Good morning, US politics readers.

There are actually solely 15 days to go till voting day and the assaults traded between the 2 presidential candidates – Kamala Harris (D) and Donald Trump (R) – are intensifying. On Sunday, Harris celebrated her sixtieth birthday and gave an interview with Rev Al Sharpton on MSNBC.

Sharpton requested her about Trump calling her a “shit vice-president” at a rally in Latrobe, Pennsylvania, on Saturday.

Harris, who grew to become the primary black vice-president and girl within the function after Joe Biden defeated Trump within the 2020 presidential election, responded:

The American folks deserve so a lot better. That’s how I come at it. And to your level, the President of the USA should set an ordinary – not just for our nation however understanding the usual we as a nation should set for the world.

We representing the USA of America stroll into rooms around the globe with the earned and self-appointed authority to speak concerning the significance of democracy, of rule of legislation and have been regarded as a job mannequin … of what it means to be dedicated to sure requirements, together with worldwide guidelines and norms, but in addition requirements of decorum.

And what you see in my opponent, a former President of the USA, demeans the workplace. And I’ve mentioned – and I’m very clear about this – Donald Trump ought to by no means once more stand behind the seal of the President of the USA. He has not earned the appropriate … and that’s the reason he’s going to lose.

The presidential race is actually deadlocked, each nationally and in so-called battleground states. The competition on 5 November shall be determined by the slimmest of margins. In an effort to enchantment to voters within the important swing states (Arizona, Georgia, Michigan, Nevada, North Carolina, Pennsylvania and Wisconsin), each Trump and Harris are attempting to enchantment to average, swing voters and guarantee their bases are enthused sufficient to exit and vote.
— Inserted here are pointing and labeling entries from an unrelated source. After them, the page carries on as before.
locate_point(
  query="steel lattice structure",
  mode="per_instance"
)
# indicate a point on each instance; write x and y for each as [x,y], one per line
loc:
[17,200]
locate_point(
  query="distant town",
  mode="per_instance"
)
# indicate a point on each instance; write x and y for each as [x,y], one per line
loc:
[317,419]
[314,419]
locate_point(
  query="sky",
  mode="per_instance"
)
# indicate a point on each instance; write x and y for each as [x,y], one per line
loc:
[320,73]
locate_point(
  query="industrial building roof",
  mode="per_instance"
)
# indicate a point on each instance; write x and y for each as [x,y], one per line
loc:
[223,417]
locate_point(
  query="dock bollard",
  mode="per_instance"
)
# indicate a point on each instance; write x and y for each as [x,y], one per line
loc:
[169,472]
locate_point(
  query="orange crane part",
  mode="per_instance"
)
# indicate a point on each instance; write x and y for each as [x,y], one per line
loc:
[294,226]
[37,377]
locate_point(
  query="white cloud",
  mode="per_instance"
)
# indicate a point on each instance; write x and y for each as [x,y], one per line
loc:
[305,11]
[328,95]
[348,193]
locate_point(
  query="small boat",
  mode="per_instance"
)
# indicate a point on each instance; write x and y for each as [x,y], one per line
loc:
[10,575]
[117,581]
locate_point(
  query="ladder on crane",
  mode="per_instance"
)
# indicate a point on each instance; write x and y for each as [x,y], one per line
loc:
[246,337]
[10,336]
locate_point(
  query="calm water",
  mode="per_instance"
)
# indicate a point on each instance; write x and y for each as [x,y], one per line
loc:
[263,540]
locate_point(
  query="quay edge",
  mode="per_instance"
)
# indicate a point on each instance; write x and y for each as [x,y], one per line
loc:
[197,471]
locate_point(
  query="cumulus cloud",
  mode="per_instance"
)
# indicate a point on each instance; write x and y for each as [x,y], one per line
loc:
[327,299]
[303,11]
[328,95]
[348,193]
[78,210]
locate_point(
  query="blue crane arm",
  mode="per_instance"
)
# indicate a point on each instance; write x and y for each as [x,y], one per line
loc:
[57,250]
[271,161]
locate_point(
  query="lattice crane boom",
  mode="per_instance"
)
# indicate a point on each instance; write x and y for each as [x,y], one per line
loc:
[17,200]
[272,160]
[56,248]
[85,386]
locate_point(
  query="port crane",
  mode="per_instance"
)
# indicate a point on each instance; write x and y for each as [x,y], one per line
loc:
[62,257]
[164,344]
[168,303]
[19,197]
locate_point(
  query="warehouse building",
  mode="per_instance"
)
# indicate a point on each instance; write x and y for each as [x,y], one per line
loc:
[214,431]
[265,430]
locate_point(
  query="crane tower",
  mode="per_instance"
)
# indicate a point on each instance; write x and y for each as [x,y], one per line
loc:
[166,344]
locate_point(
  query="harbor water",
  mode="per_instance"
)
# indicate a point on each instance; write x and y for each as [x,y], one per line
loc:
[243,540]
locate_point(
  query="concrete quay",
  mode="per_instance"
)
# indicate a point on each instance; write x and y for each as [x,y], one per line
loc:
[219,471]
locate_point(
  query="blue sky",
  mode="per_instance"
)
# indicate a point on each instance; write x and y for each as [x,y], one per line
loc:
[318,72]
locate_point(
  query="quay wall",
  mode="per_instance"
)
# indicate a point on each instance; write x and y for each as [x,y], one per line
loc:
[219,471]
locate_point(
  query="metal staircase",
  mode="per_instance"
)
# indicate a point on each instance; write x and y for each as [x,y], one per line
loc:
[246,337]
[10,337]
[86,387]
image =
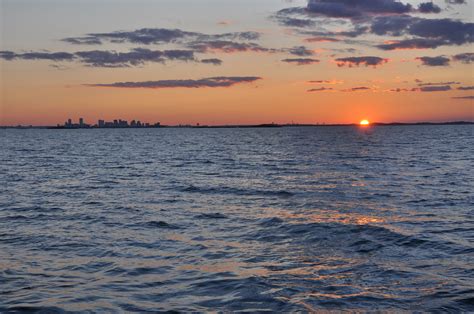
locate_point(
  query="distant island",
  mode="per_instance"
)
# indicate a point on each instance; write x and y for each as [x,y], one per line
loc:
[135,124]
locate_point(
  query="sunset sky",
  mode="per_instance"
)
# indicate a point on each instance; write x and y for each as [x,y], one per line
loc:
[236,62]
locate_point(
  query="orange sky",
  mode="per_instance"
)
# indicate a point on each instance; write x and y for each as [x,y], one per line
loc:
[46,91]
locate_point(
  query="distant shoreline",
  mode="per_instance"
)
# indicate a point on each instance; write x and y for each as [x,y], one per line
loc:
[267,125]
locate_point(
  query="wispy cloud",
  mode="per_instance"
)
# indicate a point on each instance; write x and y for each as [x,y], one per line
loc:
[356,89]
[357,61]
[301,61]
[434,61]
[105,58]
[148,36]
[320,89]
[221,81]
[213,61]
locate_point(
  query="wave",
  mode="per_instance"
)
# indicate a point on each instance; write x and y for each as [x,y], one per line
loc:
[236,191]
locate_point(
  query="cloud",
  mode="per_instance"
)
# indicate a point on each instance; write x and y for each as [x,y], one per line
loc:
[356,89]
[51,56]
[226,46]
[428,7]
[220,81]
[213,61]
[463,97]
[301,51]
[417,43]
[320,89]
[456,1]
[356,61]
[427,33]
[398,90]
[87,40]
[437,83]
[104,58]
[293,22]
[428,88]
[434,61]
[326,82]
[356,8]
[148,36]
[301,61]
[441,88]
[467,57]
[321,40]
Later as we speak, Harris shall be focusing on suburban Pennsylvania, Michigan and Wisconsin – holding a sequence of conversations with Republican Liz Cheney that shall be moderated by Republican strategist Sarah Longwell and conservative radio host Charlie Sykes.

Trump has three North Carolina stops on Monday, together with a go to to see storm harm in Asheville. He beat Biden within the state by 1.3% in 2020, however the polls this yr are extraordinarily tight, giving the Democrats a uncommon probability of successful the state.